Solution to execute DB migration into multi-database using db-router of Django Framework.

To Nha Notes | Feb. 2, 2021, 5:21 p.m.

1. How to implement to use multi-DB

Suppose, our project is implemented by Django framework. Then, we want to migrate a few large tables from current DB to new one with alias named shard1.

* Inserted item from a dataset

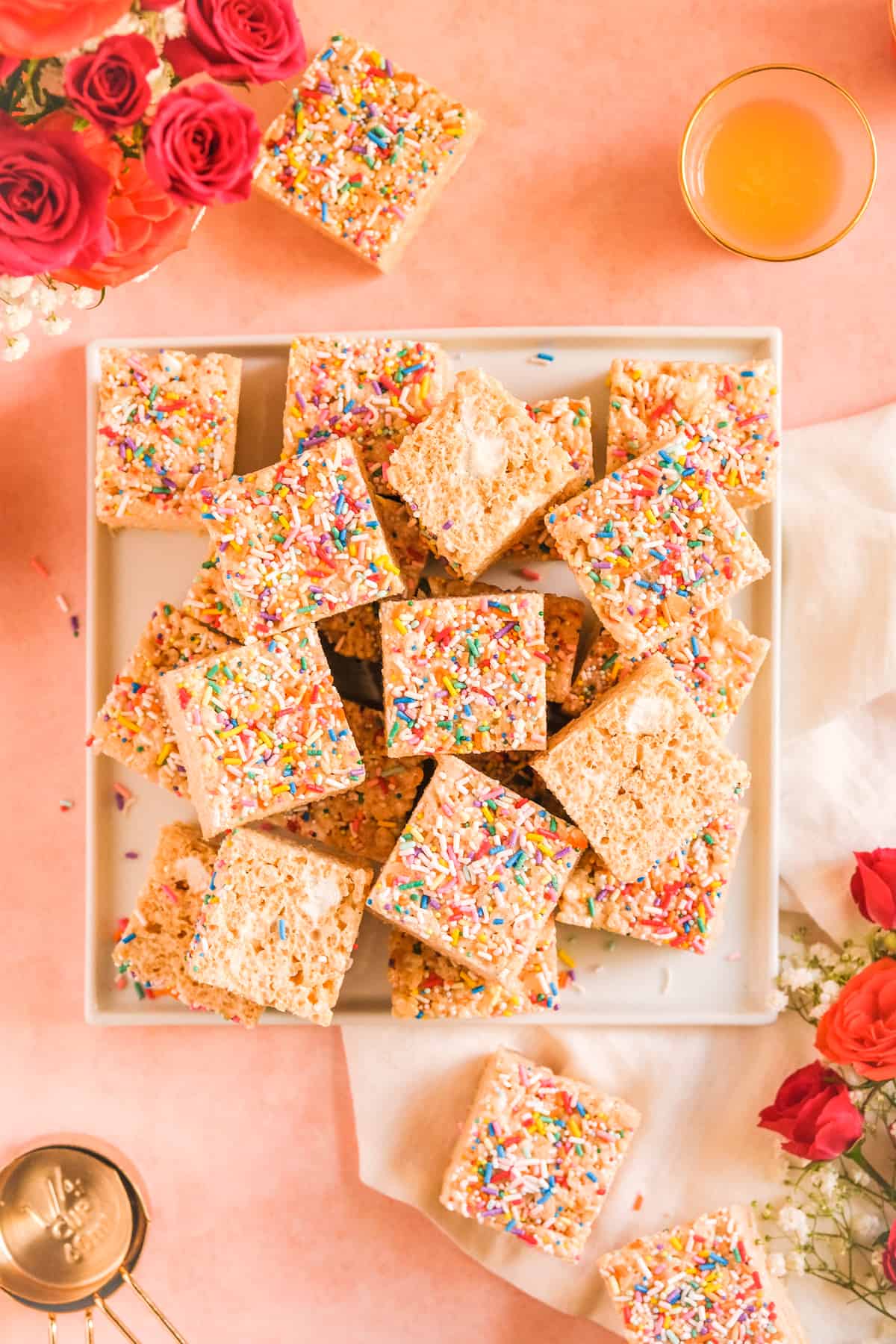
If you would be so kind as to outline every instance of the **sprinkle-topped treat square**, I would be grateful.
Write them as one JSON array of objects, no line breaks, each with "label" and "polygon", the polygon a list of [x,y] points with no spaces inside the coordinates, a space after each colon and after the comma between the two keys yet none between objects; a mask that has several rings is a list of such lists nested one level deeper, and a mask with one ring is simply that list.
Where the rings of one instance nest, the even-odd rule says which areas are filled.
[{"label": "sprinkle-topped treat square", "polygon": [[[430,555],[420,530],[400,500],[377,495],[375,503],[390,551],[400,570],[404,595],[414,597]],[[320,632],[344,659],[379,663],[383,655],[380,613],[376,603],[353,606],[351,612],[328,616],[320,622]]]},{"label": "sprinkle-topped treat square", "polygon": [[[433,597],[478,597],[482,593],[501,593],[493,583],[465,583],[462,579],[433,575],[426,581]],[[525,593],[527,589],[517,589]],[[574,597],[544,594],[545,695],[548,700],[564,700],[572,685],[572,669],[579,649],[579,634],[584,621],[584,603]]]},{"label": "sprinkle-topped treat square", "polygon": [[604,476],[547,517],[619,646],[645,653],[768,573],[768,562],[685,439]]},{"label": "sprinkle-topped treat square", "polygon": [[[587,396],[574,401],[571,396],[555,396],[547,402],[533,402],[527,405],[527,410],[536,425],[553,434],[570,454],[570,462],[575,468],[575,480],[560,495],[560,500],[572,499],[587,489],[594,480],[594,445],[591,442],[591,402]],[[544,526],[544,519],[539,521],[514,542],[505,559],[556,560],[557,548],[551,534]]]},{"label": "sprinkle-topped treat square", "polygon": [[321,1027],[333,1019],[372,870],[282,832],[222,841],[188,965],[196,980]]},{"label": "sprinkle-topped treat square", "polygon": [[244,638],[404,590],[347,438],[234,476],[203,519]]},{"label": "sprinkle-topped treat square", "polygon": [[313,625],[189,663],[161,692],[207,839],[364,778]]},{"label": "sprinkle-topped treat square", "polygon": [[[768,640],[751,634],[743,621],[717,606],[661,644],[658,652],[669,659],[672,671],[697,708],[724,737],[750,695],[770,648]],[[607,630],[599,630],[563,702],[564,714],[582,714],[639,661],[641,657],[625,655]]]},{"label": "sprinkle-topped treat square", "polygon": [[566,446],[481,368],[457,375],[390,466],[433,550],[467,582],[540,526],[578,480]]},{"label": "sprinkle-topped treat square", "polygon": [[557,1003],[557,933],[549,919],[516,984],[500,985],[458,966],[410,934],[390,934],[394,1017],[513,1017]]},{"label": "sprinkle-topped treat square", "polygon": [[423,766],[416,759],[387,757],[380,710],[352,700],[344,700],[343,707],[364,761],[364,782],[271,820],[302,840],[386,863],[416,801]]},{"label": "sprinkle-topped treat square", "polygon": [[368,898],[373,914],[485,980],[519,980],[584,836],[443,757]]},{"label": "sprinkle-topped treat square", "polygon": [[185,965],[215,857],[215,847],[201,839],[196,827],[173,821],[161,828],[137,907],[113,961],[120,974],[130,976],[141,997],[146,991],[161,991],[188,1008],[254,1027],[262,1013],[259,1004],[200,985]]},{"label": "sprinkle-topped treat square", "polygon": [[809,1344],[746,1206],[639,1236],[598,1269],[627,1344]]},{"label": "sprinkle-topped treat square", "polygon": [[163,704],[160,677],[228,646],[222,634],[160,602],[103,700],[87,746],[187,796],[187,767]]},{"label": "sprinkle-topped treat square", "polygon": [[400,336],[300,336],[289,352],[283,457],[336,434],[351,438],[373,489],[394,493],[392,453],[451,386],[434,341]]},{"label": "sprinkle-topped treat square", "polygon": [[451,1153],[441,1203],[578,1261],[639,1124],[618,1097],[498,1050]]},{"label": "sprinkle-topped treat square", "polygon": [[390,755],[544,746],[540,593],[384,602],[380,626]]},{"label": "sprinkle-topped treat square", "polygon": [[201,532],[206,491],[234,469],[240,360],[102,349],[97,517]]},{"label": "sprinkle-topped treat square", "polygon": [[705,953],[721,927],[721,903],[746,820],[746,808],[728,808],[637,882],[618,882],[588,849],[563,888],[557,919]]},{"label": "sprinkle-topped treat square", "polygon": [[772,500],[780,446],[774,363],[614,359],[607,472],[680,434],[709,449],[715,481],[735,508]]},{"label": "sprinkle-topped treat square", "polygon": [[337,34],[269,126],[255,185],[391,270],[480,129],[462,102]]},{"label": "sprinkle-topped treat square", "polygon": [[642,878],[750,785],[661,653],[567,723],[532,767],[619,882]]},{"label": "sprinkle-topped treat square", "polygon": [[196,578],[187,589],[181,606],[187,616],[192,616],[193,621],[208,625],[212,630],[219,630],[230,640],[242,641],[242,628],[234,614],[227,590],[220,582],[220,555],[216,546],[212,546],[211,554],[199,566]]}]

Create an app for routing migrations specific for new DB.
python manage.py startapp shard1

Remove non-use files in created app:

rm -rf views.py models.py admin.py
Django settings
DATABASES = {
    "default": {
        "ENGINE": "django.db.backends.mysql",
        "NAME": os.environ.get("RDS_DB_NAME"),
        ...
    },
    "shard1": {
        "ENGINE": "django.db.backends.mysql",
        "NAME": "shard1", 
        ...
    }        
}
DATABASE_ROUTERS = ["<project_name>.db_routing.Shard1Router"]
Implement routing file <project_name>.db_routing.py

SHARD1_DB_ALIAS = "shard1"
MASTER_MODEL_NAMES = {
    "common_adminuser",
    "analytics_segmenttag",
    "analytics_segmenttaggroup",
    "analytics_transitionpoint",
}
SHARD1_ROUTE_MODEL_NAMES = {
    "rtchatmessage",
    "rtchatmessagelog",
    "rtchatstatus",
    "endusersegmenttag",
    "enduseractivitytag",
    "endusertransitionpointtag",
}


class Shard1Router:
    """
    A router to control all database operations on models migrated to Shard1.
    """

    route_model_names = SHARD1_ROUTE_MODEL_NAMES
    migrate_model_names = list(MASTER_MODEL_NAMES) + list(SHARD1_ROUTE_MODEL_NAMES)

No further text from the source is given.